To hear Veeva Systems, the IT and services company that revolutionized pharma salesforce automation over the past decade, tell it, the world of drug development is still mired in old practices that waste time and money; this despite the billions that have been spent on hundreds of one-off products for trial management (CTMS), master file documentation (TMF), clinical operations management and more. The company has already had some success in getting pharma companies to adopt its Vault eTMF and several related resources; now it is adding more modules and signaling where it is headed.
The overall goal, Veeva CEO Peter Gassner told attendees at the Veeva R&D Summit (Philadelphia, Sept. 17-18), is to unify all clinical information in the Veeva Vault Clinical Master Suite (already announced). Within the Suite, platforms are being built for a Clinical Data Management System (CDMS), and within CDMS, there are the newly announced Vault Coder (for medical terminology coding of trial data) and Vault EDC; a third component, Vault Data Workbench, is expected in 2019. CDMS, in turn, operates alongside Vault CTMS, Vault eTMF and Vault Study Startup. Besides being newly developed software platforms (all of which operate inside Amazon Web Services cloud), the platforms are designed both to exchange data with each other effortlessly, and to have open APIs to enable other software vendors to tie their systems into Veeva.

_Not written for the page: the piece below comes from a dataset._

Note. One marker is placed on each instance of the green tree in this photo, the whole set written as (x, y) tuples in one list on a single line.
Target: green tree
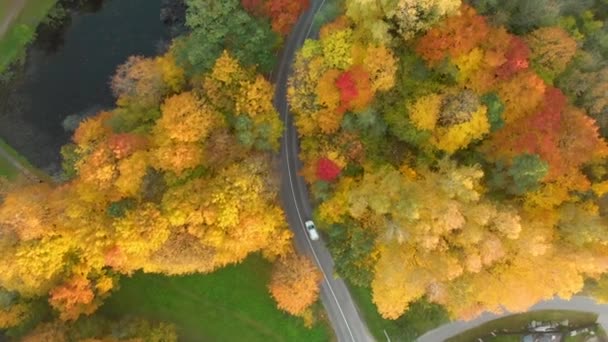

Taking on the entirety of clinical research via one provider (Veeva) is an ambitious goal, but according to Matt Wallach, Veeva president, the company’s success is based on being at the forefront of cloud technology. “There have been hosted or early cloud adoptions in clinical research,” he says, “but we started at a point where cloud technology had reached a certain level of maturity that we could build freshly from. Other vendors are struggling with adopting cloud technology.”
In his presentation, Gassner indicated that eventually, Veeva would take a hand in managing clinical data for pharma clients directly, and in aggregating clinical trial practices across companies to derive new insights to speed clinical trial development and business practices. Will the company bring all this off? Hard to say, but it can look on its success in pharma commercial operations, where some 650 companies are clients, as the model it is following.